Like every Aoki match, this one has a moment where he does something you’ve never seen before. In this case, once he gets a choke locked in, he tries to fall to the mat and wrap his legs around Suzuki. Instead, he falls back too far, dropping Suzuki on his head while simultaneously allowing him to escape the hold. Aoki is a master of finding new and interesting things to do in the small moments that we normally don’t give a second thought to.

This match also has a very tight runtime. It gets in, does what it needs to do, and gets out. Solid as a rock.

Rating:***

Match 2 Danshoku Dino vs. MAO

Sometimes your heroes fail, and that hurts. But it hurts even more when they go out in a match as shite as this.

I love Dieno and don’t care for MAO, but even if the winner of this match were flipped, I’d still call this a sorry affair.

From the beginning, this match lacks the special atmosphere that the previous two Dieno tournament matches had. Those encounters felt elevated, whereas the opening half of this feels like a standard Dieno comedy match. And I love Dieno comedy matches, but after those two stellar tournament performances, I wanted more.

Even as a comedy match, this is pretty bland. What makes DDT’s comedy division so great is that, despite the million matches they have every year, they’re always finding something new to play with. There may only be five total punchlines, but they keep finding new ways to get to those punchlines. This is just Dieno playing the hits.

But to get to the root of this match’s issues: MAO.

MAO sometimes puts in fine, even good, performances, but he mostly sucks. And he especially sucks in this match. The whole idea is that Dieno just can’t keep up anymore. His body is exhausted from the kicks and strikes that MAO has rained down on him. The problem is that MAO can’t throw a convincing-looking kick to save his life. You have Dieno delivering some career-best selling both physically and emotionally, but none of it works because the whole match looks like he’s being struck by feathers.

There are some Dieno roll-up attempts that I got some enjoyment out of, and against a competent opponent this would probably be viewed as a brilliant Dieno performance. But as it stands, this is just a really disappointing match.

MAO sucks.

Rating: * 3/4

Match 3 MAO vs. Shinya Aoki

They didn’t release a match graphic for the final, so I had to improvise. Sorry that Aoki looks a bit like Hitler.

So MAO does know how to wrestle then?!

This match plays on ideas that are present in a lot of Aoki’s work. Wrestlers are obsessed with beating Aoki at his own game: beating him on the mat and proving that they are every bit as much of a technical wizard as he is. But they never are, and MAO certainly isn’t. It is only when they abandon these goals that they stand a chance. If they let Aoki wrestle his style of match, they have no chance.

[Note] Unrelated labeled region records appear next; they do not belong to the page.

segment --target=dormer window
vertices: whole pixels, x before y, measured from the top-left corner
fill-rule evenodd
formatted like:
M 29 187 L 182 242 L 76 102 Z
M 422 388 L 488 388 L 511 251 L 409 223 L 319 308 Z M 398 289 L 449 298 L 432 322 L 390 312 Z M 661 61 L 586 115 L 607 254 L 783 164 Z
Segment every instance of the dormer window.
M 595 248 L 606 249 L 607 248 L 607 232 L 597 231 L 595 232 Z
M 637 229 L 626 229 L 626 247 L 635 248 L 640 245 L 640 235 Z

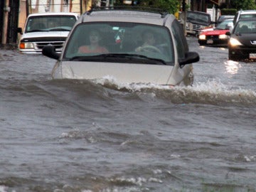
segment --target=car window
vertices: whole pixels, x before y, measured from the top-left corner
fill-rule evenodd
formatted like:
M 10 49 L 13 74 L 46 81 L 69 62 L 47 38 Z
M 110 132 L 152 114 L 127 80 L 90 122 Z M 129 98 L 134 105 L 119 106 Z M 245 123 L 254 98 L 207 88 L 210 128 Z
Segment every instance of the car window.
M 233 21 L 225 21 L 224 20 L 223 22 L 220 23 L 216 28 L 218 29 L 229 29 L 230 26 L 232 26 Z
M 149 32 L 151 35 L 149 34 Z M 92 46 L 93 36 L 97 36 L 98 46 Z M 144 38 L 153 42 L 146 46 Z M 65 48 L 63 60 L 108 54 L 115 56 L 111 62 L 120 62 L 127 56 L 142 55 L 159 59 L 173 65 L 174 46 L 169 31 L 161 26 L 126 22 L 87 22 L 75 26 Z M 95 58 L 94 58 L 95 59 Z M 127 60 L 129 62 L 129 60 Z
M 256 21 L 240 21 L 234 29 L 234 33 L 252 33 L 256 32 Z
M 70 31 L 76 21 L 74 16 L 31 16 L 25 29 L 26 33 L 48 31 Z
M 184 58 L 185 53 L 188 51 L 188 46 L 183 36 L 183 30 L 176 20 L 174 20 L 172 23 L 171 31 L 174 36 L 178 57 L 179 59 Z
M 208 15 L 199 14 L 197 12 L 188 12 L 187 19 L 191 21 L 197 21 L 198 22 L 209 23 L 210 18 Z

MAO showcases this perfectly. While he is not shown to be a complete scrub, he is completely outmatched on the mat. He only ever gains an advantage when he forces the match to become a more standard DDT encounter. But even when he gains those advantages, he lets his ego get the better of him, desperate to beat Aoki in his own wheelhouse, and it is that which costs him the tournament.

Aoki shows that he’s not a one-trick pony, though, proving himself capable in a more traditional wrestling style and delivering one of the sickest dives of his career. There’s a beautiful stretch of about three minutes where Aoki’s style blends with MAO’s, and it’s everything I’ve ever wanted from an Aoki match. His opponent no longer feels like a lifeless blob stripped of his individuality.

However, MAO is a pretty boring sparring partner when it’s a mat-only affair.

Rating: ***¾

Overall show and tournament thoughts

This was the weakest of the King of DDT nights, and this was a weaker tournament than recent years. However, DDT is still the best promotion in the world, and this tournament was immensely enjoyable. I’d especially recommend the first two Dieno matches and Aoki vs. HARASHIMA.